(2007.10.1新規作成; 2007.10.7公開)
Ruby on Railsアプリケーションから使えそうなPDF出力ツールを探してみました。そのまとめです。
以前日記 (railsでPDFを生成する) に書きましたが、キャンバス機能(座標を指定して文字を出力したり、線を引いたりする)だけでは、帳票を作るのに実用ではありません。レイアウトエンジン(表や罫線、という指定の仕方)が必要です。
Railsアプリケーションに組み込む場合はRubyで書かれたものでないといけませんが、別コマンドとして呼び出すことができればRubyにこだわることはありません。
PDF生成ツール
探してみると、結構いっぱいあります。
- ReportLab - Open Source Software
- ReportLab Toolkitは、Python で書かれたツールキット。日本語の出力も、フォント埋め込み、表組みも可能。プログラムで、Paragraphオブジェクト(段落)、Tableオブジェクト(表)などを組み合わせる。
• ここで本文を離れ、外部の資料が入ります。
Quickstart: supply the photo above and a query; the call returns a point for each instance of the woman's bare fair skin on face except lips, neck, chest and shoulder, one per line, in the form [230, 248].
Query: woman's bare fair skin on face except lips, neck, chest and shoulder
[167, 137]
- OpenReport: Open Source and profesional reporting solution
- このサイトにあるTiny RML2PDFは、XMLデータをPDFに変換する。内部でReportLabを使っている。サイトには、
RML is a more powerfull, simple and flexible alternative to XSL:FO.
とある。日本語フォントの出力、TrueTypeフォントの埋め込みも可能。
実際に使ってみると、書き間違えたときのエラーが非常に不親切で、元になるRML XMLデータを作るのが難しい。Tiny ERPに同梱されているもののほうが新しいが、そちらも大して変わらない。
今のバージョンはちょっと苦しい。
- Ruby Reports
- Ruby Reports (Ruport) は、Rubyで書かれたリポーティングツール。Ruby on Railsとの相性がいい。ActiveRecordのデータを少ないステップでPDF化できる。裏でpdf-writerを使っている。
pdf-writerの最新版は、バージョン1.1.3だが、そのままでは日本語フォントが扱えず、TrueTypeフォントの埋め込みもできない。
pdf-writerが更新されない限り、実用にならないのではないか。
- iText, a Free Java-PDF Library: Home Page
- Javaで書かれたもの。プログラムでPhraseオブジェクト、Paragraphオブジェクト(段落)、Tableオブジェクト(表)などを加えていく。ReportLabみたい。日本語OK、フォント埋め込みも可能。
データを格納するXMLデータとタグマップデータを組み合わせてPDFへ変換することもできる。まだ試してないが、よさそう。
- Apache FOP
- XSL-FO XMLデータからPDFを生成する。コマンドラインツールとして使うこともできるし、Javaプログラムに埋め込むこともできる。多少の設定で日本語フォントを扱える。
- SourceForge.net: JasperReports - Java Reporting
- Javaの帳票ツール。GUIプログラムのiReportで帳票テンプレートを作り、JasperReportsでデータベースから取り出したデータを動的に埋め込んでPDFを出力する。あらかじめテンプレートをコンパイルして、PDF生成処理の時間を短縮するようになっている。
- ここは中島 靖のホームページです。
- PDFJ -- Perlで書かれたPDF生成モジュール。日本語組版ルールを組み込んであり、XMLデータからPDFを作ることもできる (XPDFJ)。
- gtkhtml3 + gtk+のPDF出力機能
- 番外。gtkhtml3 (libgtkhtml) ライブラリはEvolutionの内部で使われているHTMLエンジン。gtk+の印刷ダイアログはPDF出力があるので、組み合わせて何とかならないか試してみた。
HTML文書からPDFは生成できて、日本語も出力できるが、フォントを切り替えることができなかった。デフォルトフォントだけでは見栄えがしない。
- Rabbit
- もう一つ番外。プレゼンテーションソフト。ジャンルが違う。
結論
日本語限定ならPDFJが簡単で見栄えよく作れそうに感じます。新しくPerlで書く気にならないのが難点でしょうか。あとは、iText, Apache FOP, JasperReportsのいずれかがいいように思います。